Many definitions of language have been proposed.
Henry Sweet, an English phonetician and language scholar, stated:
“Language is the expression of ideas by means of speech-sounds combined into words. Words are combined into sentences, this combination answering to that of ideas into thoughts.”
The U.S. linguists Bernard Bloch and George L. Trager formulated the following definition:
“A language is a system of arbitrary vocal symbols by means of which a social group cooperates.”
Any concise definition of language makes a number of presuppositions and begs a number of questions. Also a number of considerations enter into a proper understanding of language as a subject e.g.
1. Every physiologically and mentally normal person acquires in childhood the ability to make use, as both speaker and hearer, of a system of vocal communication that comprises a circumscribed set of noises resulting from movements of certain organs within his throat and mouth. By means of these, he is able to impart information, to express feelings and emotions, to influence the activities of others.
2. Different systems of vocal communication constitute different languages; the degree of difference needed to establish a different language cannot be stated exactly. No two people speak exactly alike; hence, one is able to recognize the voices of friends over the telephone and to keep distinct a number of unseen speakers in a radio broadcast. Yet, clearly, no one would say that they speak different languages. Generally, systems of vocal communication are recognized as different languages.
3. Normally, people acquire a single language initially—their first language, or mother tongue, the language spoken by their parents or by those with whom they are brought up from infancy. Subsequent “second” languages are learned to different degrees of competence under various conditions, but the majority of the world's population remains largely monolingual. Complete mastery of two languages is designated as bilingualism; in a few special cases—such as upbringing by parents speaking different languages at home—speakers grow up as bilinguals, but ordinarily the learning, to any extent, of a second or other language is an activity superimposed on the prior mastery of one's first language and is a different process intellectually.

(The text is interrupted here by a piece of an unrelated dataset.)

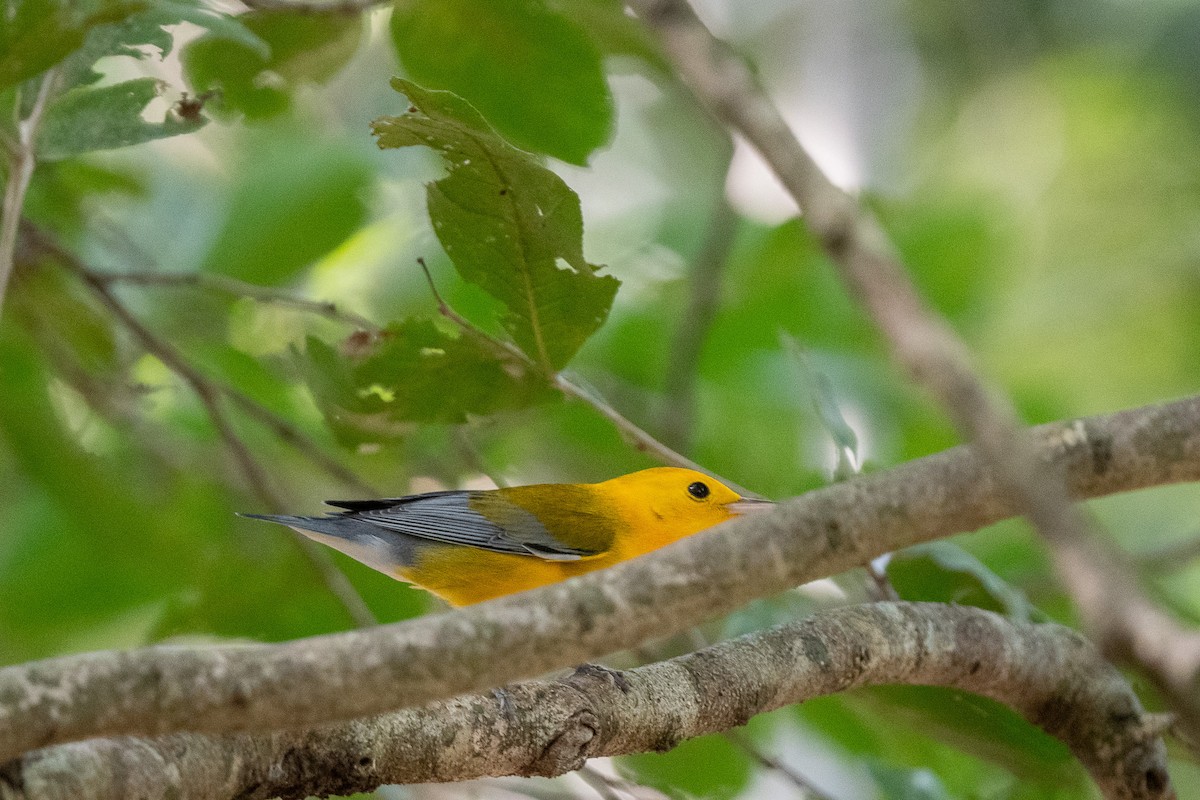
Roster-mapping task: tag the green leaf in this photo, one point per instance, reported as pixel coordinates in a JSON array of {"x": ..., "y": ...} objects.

4. Language, as described above, is species-specific to man. Other members of the animal kingdom have the ability to communicate, through vocal noises or by other means, but the most important single feature characterizing human language (that is, every individual language), against every known mode of animal communication, is its infinite productivity and creativity.
Language interacts with every other aspect of human life in society, and it can be understood only if it is considered in relation to society. Because each language is both a working system of communication in the period and in the community wherein it is used and also the product of its past history and the source of its future development.
The science of language is known as linguistics. It includes what are generally distinguished as descriptive linguistics and historical linguistics. Linguistics is now a highly technical subject; it embraces, both descriptively and historically, such major divisions as phonetics, grammar, and semantics, dealing in detail with these various aspects of language.